6- Luxembourg, $260.8 billion
Just like the Cayman Islands, Luxembourg is a tax haven. Hundreds of sovereign wealth funds, hedge funds, and other institutions use the landlocked nation as a front. They operate from Luxembourg without having to reveal their investment positions. Luxembourg holds $260.8 billion worth of the US Treasuries.

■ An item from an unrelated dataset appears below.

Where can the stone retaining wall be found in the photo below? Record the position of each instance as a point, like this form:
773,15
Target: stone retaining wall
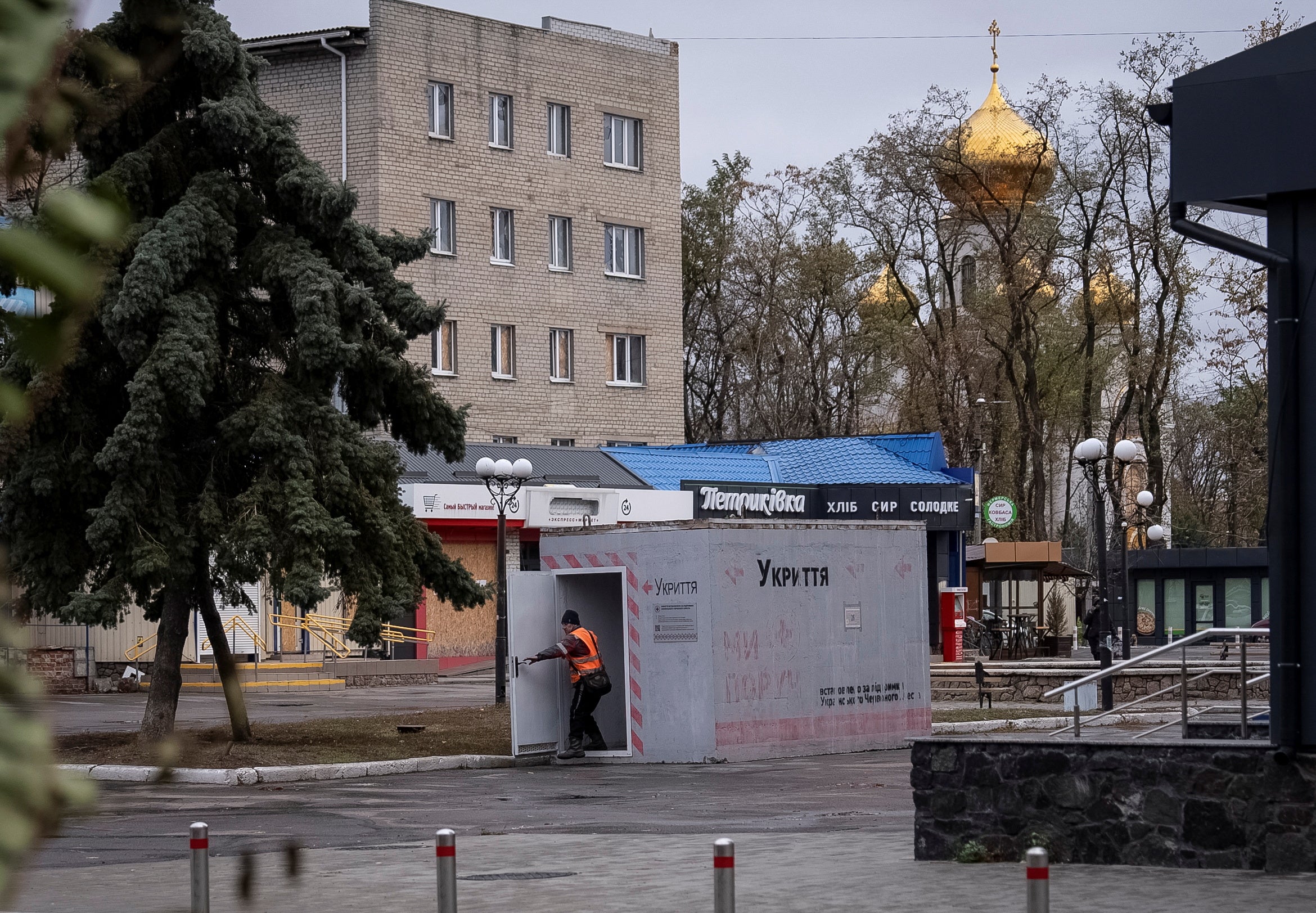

5- Ireland, $282.7 billion
Many of the largest foreign holders of the US debt are tax havens. Ireland is where Alphabet, Apple, Facebook, and dozens of other companies have set up their overseas headquarters to conveniently avoid repatriation taxes on their foreign profits. Ireland holds $282.7 billion of the US debt.
4- Brazil, $285.9 billion
Brazil’s own economy might not be in the best shape, but it is one of the largest foreign holders of the US debt. However, the South American country has reduced its holding from $307.7 billion in February 2019 to $285.9 billion in February 2020.
3- United Kingdom, $403.2 billion
The UK has significantly increased its US debt holdings from $302.5 billion in February 2019 to $403.2 billion in February 2020. The UK economy was already struggling with the consequences of Brexit, and the coronavirus pandemic has made things worse.
2- China, $1,092.3 billion
China is the second largest foreign holder of the US debt. Beijing appears to be trimming its exposure to the US debt. The February 2020 figure of $1,092.3 billion is China’s lowest holding of the US Treasuries in the last couple of years. It held $1,183.1 billion in May 2018. Beijing had been accumulating the US debt for decades to keep yuan undervalued against the dollar.
1- Japan, $1,268.3 billion
Japan holds a staggering $1,268.3 billion worth of the US debt, accounting for 18% of the total Treasury securities held by foreigners. Japan has been aggressively buying the US government securities, increasing its holding from $1,068.8 billion in February 2019 to $1,268.3 billion in February 2020. It’s the biggest increase in Japan’s holding since at least 2013.